Cultural changes happen at various points on a continuum of intensity from minor to major degrees of magnitude – from imperceptible tremors, to catastrophic, explosive cultural eruptions. New fault-lines appear as ideologies continuously change size and shape. Ideological formations grow along constructive margins when convection currents eject new material from the toxic core. Destructive plate margins – subduction zones – are ideological ‘trouble spots’ or points of friction, regions of contention where adjoining formations collide, giving rise to destructive outbursts of acute hostility or prolonged phases of chronic enmity.
Wayward cultural currents of representational possibility pervade the social climate, inducing atmospheric changes and fluctuations. These convection currents of collective thinking are in a constant state of emergence and conflict with the rigid, entrenched, tendencies of tradition and established ideological formations. Social movements, crusades, manias, fads, fancies, aesthetic styles and fashions seem to emerge from nowhere. They dissipate almost as soon as they appear, but such transient phenomena, if they disclose subversive possibilities of mutation and realignment, can inflame sensibilities at the margins, becoming catalysts for change while inducing aggressive neophobic reactions.

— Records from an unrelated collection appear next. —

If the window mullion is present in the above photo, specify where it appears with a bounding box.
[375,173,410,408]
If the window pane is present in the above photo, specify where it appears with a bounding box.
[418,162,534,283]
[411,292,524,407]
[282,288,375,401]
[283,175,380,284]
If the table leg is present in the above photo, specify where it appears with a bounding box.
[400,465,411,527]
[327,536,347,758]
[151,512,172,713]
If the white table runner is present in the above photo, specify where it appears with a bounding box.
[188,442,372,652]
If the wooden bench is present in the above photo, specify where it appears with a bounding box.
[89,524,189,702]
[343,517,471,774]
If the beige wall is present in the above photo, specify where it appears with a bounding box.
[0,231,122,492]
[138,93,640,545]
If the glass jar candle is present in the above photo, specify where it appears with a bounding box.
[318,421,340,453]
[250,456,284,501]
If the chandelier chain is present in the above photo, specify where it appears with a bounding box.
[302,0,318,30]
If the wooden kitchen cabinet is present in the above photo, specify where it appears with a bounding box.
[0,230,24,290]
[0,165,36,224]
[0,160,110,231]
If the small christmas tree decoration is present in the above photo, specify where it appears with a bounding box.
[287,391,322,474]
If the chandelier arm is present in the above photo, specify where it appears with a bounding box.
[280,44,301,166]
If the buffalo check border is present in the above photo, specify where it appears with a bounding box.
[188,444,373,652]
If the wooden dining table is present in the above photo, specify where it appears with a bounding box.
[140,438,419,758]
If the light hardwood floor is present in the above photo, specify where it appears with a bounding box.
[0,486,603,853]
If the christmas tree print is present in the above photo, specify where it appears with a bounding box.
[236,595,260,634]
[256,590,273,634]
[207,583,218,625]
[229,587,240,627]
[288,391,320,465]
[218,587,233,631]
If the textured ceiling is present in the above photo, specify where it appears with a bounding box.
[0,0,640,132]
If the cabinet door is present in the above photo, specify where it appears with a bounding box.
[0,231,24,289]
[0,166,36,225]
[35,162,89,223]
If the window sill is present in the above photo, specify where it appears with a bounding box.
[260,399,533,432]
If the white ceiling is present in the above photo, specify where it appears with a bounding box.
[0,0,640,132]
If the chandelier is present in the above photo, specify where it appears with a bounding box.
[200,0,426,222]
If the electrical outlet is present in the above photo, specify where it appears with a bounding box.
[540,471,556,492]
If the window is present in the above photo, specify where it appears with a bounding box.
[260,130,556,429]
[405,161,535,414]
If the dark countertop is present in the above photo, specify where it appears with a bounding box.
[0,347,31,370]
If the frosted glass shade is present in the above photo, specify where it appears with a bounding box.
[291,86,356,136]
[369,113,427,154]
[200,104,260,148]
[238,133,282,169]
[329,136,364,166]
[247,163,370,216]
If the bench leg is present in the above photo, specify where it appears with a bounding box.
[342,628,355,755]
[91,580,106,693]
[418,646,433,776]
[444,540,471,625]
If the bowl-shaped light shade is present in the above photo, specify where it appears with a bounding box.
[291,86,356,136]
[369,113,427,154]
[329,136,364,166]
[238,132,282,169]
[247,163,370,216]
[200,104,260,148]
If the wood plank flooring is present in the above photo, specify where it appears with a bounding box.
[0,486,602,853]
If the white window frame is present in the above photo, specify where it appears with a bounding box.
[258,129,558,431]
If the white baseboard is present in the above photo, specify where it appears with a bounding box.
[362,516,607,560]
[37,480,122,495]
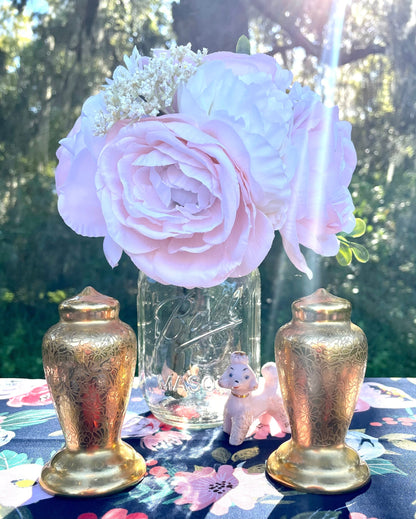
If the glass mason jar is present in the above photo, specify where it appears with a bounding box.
[137,269,260,429]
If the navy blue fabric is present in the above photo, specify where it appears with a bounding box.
[0,379,416,519]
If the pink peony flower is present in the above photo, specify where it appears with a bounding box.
[56,47,356,288]
[55,94,125,241]
[280,83,357,277]
[177,52,293,229]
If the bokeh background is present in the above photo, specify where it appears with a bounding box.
[0,0,416,377]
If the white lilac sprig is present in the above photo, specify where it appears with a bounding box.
[95,43,207,135]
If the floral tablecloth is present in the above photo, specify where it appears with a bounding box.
[0,378,416,519]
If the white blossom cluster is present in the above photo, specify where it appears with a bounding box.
[95,43,207,135]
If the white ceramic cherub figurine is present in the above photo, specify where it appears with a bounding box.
[218,351,290,445]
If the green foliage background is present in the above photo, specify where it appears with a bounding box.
[0,0,416,377]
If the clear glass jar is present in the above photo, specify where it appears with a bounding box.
[137,269,260,429]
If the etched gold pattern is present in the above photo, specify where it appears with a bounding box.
[40,287,146,497]
[267,289,369,493]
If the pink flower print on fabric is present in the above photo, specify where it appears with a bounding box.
[355,382,416,411]
[350,512,377,519]
[77,508,148,519]
[210,467,283,516]
[140,430,191,451]
[174,465,238,512]
[0,463,52,508]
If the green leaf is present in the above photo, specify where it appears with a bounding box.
[235,34,250,55]
[336,241,352,267]
[367,458,407,476]
[350,243,370,263]
[349,218,366,238]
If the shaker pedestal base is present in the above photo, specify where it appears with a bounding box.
[266,440,370,494]
[39,441,146,497]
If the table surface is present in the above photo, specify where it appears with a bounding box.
[0,378,416,519]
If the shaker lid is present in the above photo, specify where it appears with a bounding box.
[292,288,351,322]
[59,287,120,321]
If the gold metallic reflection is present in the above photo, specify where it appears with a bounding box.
[40,287,146,497]
[267,289,370,493]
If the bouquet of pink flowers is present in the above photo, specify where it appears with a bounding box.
[56,45,356,288]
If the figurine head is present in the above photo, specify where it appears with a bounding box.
[218,351,258,395]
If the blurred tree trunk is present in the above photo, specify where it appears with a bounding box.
[172,0,248,52]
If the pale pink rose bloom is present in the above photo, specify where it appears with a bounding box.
[174,465,238,512]
[55,94,125,237]
[177,53,293,229]
[95,114,274,288]
[205,51,293,91]
[280,83,357,277]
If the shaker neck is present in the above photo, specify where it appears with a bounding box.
[292,288,351,323]
[59,287,120,322]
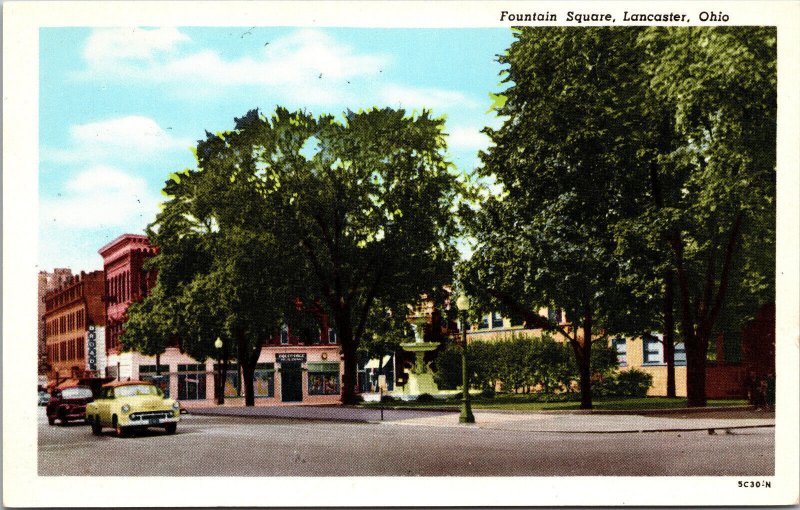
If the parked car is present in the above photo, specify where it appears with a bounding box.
[86,381,181,437]
[47,386,94,425]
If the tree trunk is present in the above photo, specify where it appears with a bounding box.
[664,269,675,398]
[217,342,229,405]
[336,309,358,405]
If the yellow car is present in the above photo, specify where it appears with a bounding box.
[86,381,181,437]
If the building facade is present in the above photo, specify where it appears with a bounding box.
[42,271,105,385]
[467,304,775,399]
[36,267,72,379]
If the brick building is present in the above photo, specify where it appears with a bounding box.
[40,271,105,385]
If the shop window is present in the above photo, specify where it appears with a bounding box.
[642,335,664,365]
[253,363,275,397]
[675,342,686,367]
[308,362,340,395]
[492,312,503,328]
[611,337,628,367]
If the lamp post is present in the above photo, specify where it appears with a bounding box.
[456,294,475,423]
[214,337,225,406]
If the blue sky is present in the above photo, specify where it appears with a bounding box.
[38,27,512,271]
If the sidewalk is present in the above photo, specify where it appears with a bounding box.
[190,405,775,434]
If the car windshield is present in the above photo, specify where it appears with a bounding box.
[61,388,92,398]
[114,384,158,397]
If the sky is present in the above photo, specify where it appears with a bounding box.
[38,27,512,272]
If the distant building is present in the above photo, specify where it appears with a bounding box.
[39,269,105,385]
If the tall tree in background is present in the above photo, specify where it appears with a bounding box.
[639,27,777,406]
[462,28,642,409]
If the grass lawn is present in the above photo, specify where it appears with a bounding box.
[362,395,747,411]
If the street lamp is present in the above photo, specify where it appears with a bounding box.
[214,337,225,406]
[456,294,475,423]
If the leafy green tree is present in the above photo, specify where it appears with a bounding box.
[638,27,777,406]
[461,27,643,408]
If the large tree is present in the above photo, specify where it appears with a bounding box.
[184,108,458,403]
[462,28,642,408]
[638,27,777,406]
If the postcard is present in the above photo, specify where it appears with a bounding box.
[3,1,800,507]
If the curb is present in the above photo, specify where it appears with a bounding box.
[356,405,756,415]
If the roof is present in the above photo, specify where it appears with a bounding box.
[103,381,154,388]
[97,234,152,257]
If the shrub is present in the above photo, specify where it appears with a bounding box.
[616,368,653,397]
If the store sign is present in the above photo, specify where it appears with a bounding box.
[86,324,97,370]
[275,352,306,363]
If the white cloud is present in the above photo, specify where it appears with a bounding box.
[380,85,477,109]
[84,29,389,92]
[41,115,194,163]
[39,165,159,229]
[70,115,191,152]
[83,27,189,65]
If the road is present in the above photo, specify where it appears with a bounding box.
[38,408,775,476]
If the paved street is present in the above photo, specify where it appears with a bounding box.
[38,408,775,476]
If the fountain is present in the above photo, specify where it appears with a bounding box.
[400,324,439,395]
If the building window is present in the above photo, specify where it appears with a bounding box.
[675,342,686,367]
[253,363,275,397]
[178,363,206,400]
[308,362,339,395]
[492,312,503,328]
[611,337,628,367]
[642,335,664,365]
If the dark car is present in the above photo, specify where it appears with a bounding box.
[47,386,94,425]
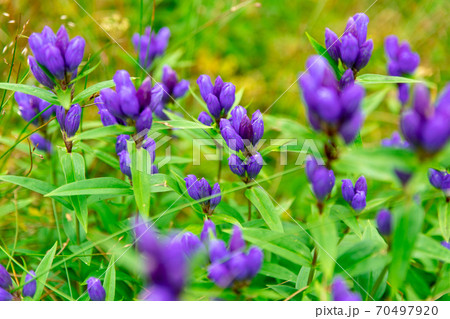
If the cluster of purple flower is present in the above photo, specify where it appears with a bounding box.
[14,92,55,154]
[220,105,264,183]
[325,13,373,74]
[28,26,86,90]
[184,175,222,215]
[384,35,420,105]
[305,156,336,202]
[300,56,365,144]
[0,264,36,301]
[400,84,450,154]
[342,176,367,212]
[197,74,236,126]
[131,27,170,69]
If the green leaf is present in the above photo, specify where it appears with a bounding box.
[61,153,88,233]
[103,255,116,301]
[72,125,135,141]
[305,32,342,79]
[356,74,424,84]
[311,215,338,278]
[0,83,58,105]
[245,187,283,232]
[33,243,58,301]
[72,80,116,103]
[0,175,73,209]
[388,200,424,295]
[45,177,133,197]
[128,141,152,216]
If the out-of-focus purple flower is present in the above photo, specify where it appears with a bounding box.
[377,209,392,235]
[95,70,164,135]
[300,55,365,144]
[28,26,86,89]
[184,175,222,215]
[30,133,53,154]
[331,277,361,301]
[400,84,450,154]
[197,74,236,123]
[341,176,367,211]
[131,27,170,69]
[325,13,373,73]
[134,217,186,300]
[0,264,12,289]
[208,226,263,288]
[305,156,335,202]
[22,270,36,298]
[0,287,12,301]
[86,277,106,301]
[384,35,420,105]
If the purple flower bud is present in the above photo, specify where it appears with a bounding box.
[0,287,12,301]
[113,70,136,93]
[0,264,12,289]
[247,247,264,279]
[228,225,245,252]
[209,239,228,263]
[341,33,359,68]
[252,110,264,146]
[331,277,361,301]
[22,270,36,298]
[428,168,445,189]
[198,111,213,126]
[116,134,130,154]
[353,39,373,70]
[228,252,248,280]
[44,44,65,80]
[117,150,131,178]
[413,84,433,117]
[209,183,222,211]
[208,263,233,288]
[97,88,124,118]
[340,84,364,116]
[180,232,203,257]
[247,152,264,179]
[172,80,189,99]
[87,277,106,301]
[342,179,355,204]
[228,154,246,177]
[355,176,367,194]
[184,175,202,200]
[65,36,86,73]
[377,209,392,235]
[220,119,244,151]
[339,69,355,89]
[205,93,222,119]
[200,219,217,242]
[55,25,70,56]
[30,133,53,154]
[28,55,55,89]
[136,107,153,134]
[400,111,422,145]
[351,191,366,211]
[219,83,236,114]
[384,35,398,60]
[339,111,363,144]
[311,166,335,201]
[197,74,213,101]
[64,104,81,137]
[316,87,342,123]
[325,28,341,62]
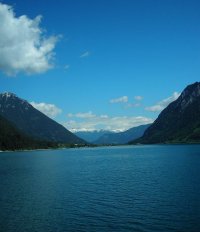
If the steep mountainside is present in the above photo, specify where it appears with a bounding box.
[132,82,200,144]
[94,124,150,144]
[0,93,85,144]
[0,116,57,151]
[75,130,114,143]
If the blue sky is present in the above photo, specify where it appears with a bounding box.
[0,0,200,130]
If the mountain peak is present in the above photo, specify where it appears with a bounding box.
[176,82,200,111]
[0,92,17,98]
[133,82,200,144]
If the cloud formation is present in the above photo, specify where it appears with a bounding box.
[64,111,153,132]
[134,96,143,101]
[67,111,96,118]
[80,51,90,58]
[0,3,58,76]
[145,92,180,112]
[110,96,128,104]
[30,102,62,118]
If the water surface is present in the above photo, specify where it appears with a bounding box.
[0,145,200,232]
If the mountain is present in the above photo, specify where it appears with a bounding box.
[94,124,150,144]
[74,130,114,143]
[131,82,200,144]
[0,93,86,144]
[0,115,56,151]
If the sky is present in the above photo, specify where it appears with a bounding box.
[0,0,200,132]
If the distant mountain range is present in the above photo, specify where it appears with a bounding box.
[93,124,150,145]
[0,115,56,151]
[74,130,115,143]
[0,82,200,150]
[130,82,200,144]
[0,93,86,147]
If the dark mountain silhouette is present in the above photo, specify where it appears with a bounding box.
[0,93,86,144]
[131,82,200,144]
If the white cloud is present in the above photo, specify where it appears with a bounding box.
[134,96,143,101]
[110,96,128,104]
[0,3,58,75]
[64,64,70,70]
[30,102,62,118]
[145,92,180,112]
[67,111,96,118]
[64,113,153,132]
[80,51,90,58]
[125,103,141,109]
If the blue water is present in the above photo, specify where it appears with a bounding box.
[0,145,200,232]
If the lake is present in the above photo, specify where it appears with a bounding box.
[0,145,200,232]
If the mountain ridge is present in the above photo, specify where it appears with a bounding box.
[130,82,200,144]
[0,92,86,144]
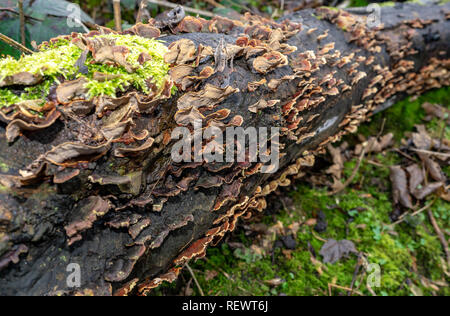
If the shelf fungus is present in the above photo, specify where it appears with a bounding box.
[248,99,280,113]
[64,196,111,246]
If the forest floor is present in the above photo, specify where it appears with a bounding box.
[153,88,450,296]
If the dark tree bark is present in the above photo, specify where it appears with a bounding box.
[0,4,450,295]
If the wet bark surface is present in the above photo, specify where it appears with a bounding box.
[0,4,450,295]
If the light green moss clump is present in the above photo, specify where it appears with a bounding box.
[0,34,169,107]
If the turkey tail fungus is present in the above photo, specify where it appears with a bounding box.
[0,3,450,295]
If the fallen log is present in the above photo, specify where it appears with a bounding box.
[0,4,450,295]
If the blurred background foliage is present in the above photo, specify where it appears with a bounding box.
[0,0,378,58]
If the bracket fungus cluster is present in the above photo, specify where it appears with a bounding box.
[0,4,450,295]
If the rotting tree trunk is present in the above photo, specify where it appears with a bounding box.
[0,4,450,295]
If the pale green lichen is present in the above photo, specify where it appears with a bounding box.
[0,34,169,107]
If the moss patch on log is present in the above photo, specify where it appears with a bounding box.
[0,34,169,107]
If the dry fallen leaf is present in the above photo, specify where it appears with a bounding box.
[319,239,358,263]
[264,278,284,286]
[205,270,219,281]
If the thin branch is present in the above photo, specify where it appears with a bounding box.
[0,8,44,22]
[186,263,205,296]
[143,0,216,18]
[136,0,148,24]
[19,0,26,46]
[388,198,436,227]
[428,209,450,265]
[0,33,33,54]
[205,0,225,8]
[113,0,122,32]
[410,148,450,158]
[327,144,369,196]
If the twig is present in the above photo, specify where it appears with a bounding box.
[438,117,446,151]
[0,33,33,54]
[347,253,362,296]
[388,198,436,227]
[186,263,205,296]
[411,148,450,158]
[327,144,368,196]
[205,0,225,8]
[428,209,450,265]
[391,148,416,162]
[19,0,26,46]
[136,0,148,24]
[143,0,215,18]
[328,283,364,296]
[113,0,122,32]
[0,8,44,22]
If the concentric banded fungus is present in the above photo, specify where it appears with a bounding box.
[0,4,449,295]
[64,196,111,245]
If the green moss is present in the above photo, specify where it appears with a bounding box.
[153,88,450,295]
[358,87,450,140]
[380,1,395,7]
[0,34,169,106]
[350,0,369,7]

When tension builds up and accumulates within the structural irregularities generated by random patterns of social interaction across the entire field of social forces, vibrations are experienced as tremors in the superstructure and across the entire biosphere. As a result seismic waves are propagated through the elastic cultural phenomena of the cohesive field, displacing and disturbing the accident-prone causal network with ephemeral, effervescent currents of thought. There may be gradual or sudden shifts of perspective along fractures and faults of adjacent or competing world-views. Tension may be relieved by snapping or rebounding along lines of weakness in the force field of cohesion, causing various forms of normality malfunction: outbursts of mass hysteria, epidemics of moral panic and in many cases, open warfare.
These types of unstable behavioural phenomena can and will operate as part of the repressive regime, being the natural consequences of structural and dogmatic violence used to maintain the toxic core of solidarity. Indeed, the ruling elite can – at times – benefit from a continuing state of nervous excitation among subordinate subaltern groups in order to facilitate mass mobilisation, or to maintain docility, fatalism and siege mentality. However the forces involved may exceed the controlling capacity, threatening the normative ontological stability and moral ascendancy of the ruling caste. In this case destabilisation and displacement can lead to unforeseen cultural mutations or to new paradigmatic, ideological formations arising from subversive zones of convergence, breakdown or re-signification.
Bibliographical Note: the term ‘cultural seismology’ is derived from an essay ‘The Name and Nature of Modernism’ (1976) by Malcolm Bradbury and James McFarlane. This essay is included in Malcolm Bradbury & James McFarlane (Eds.) Modernism 1890-1930, Penguin Books, 1981, where the term is defined as ‘the attempt to record the shifts and displacements of sensibility that regularly occur in the history of art and literature and thought’. The purpose of the present outline is to sketch out a primal (provisional) field structure of ‘culture’ and its causal network, to help elucidate such ‘shifts’ and ‘displacements’.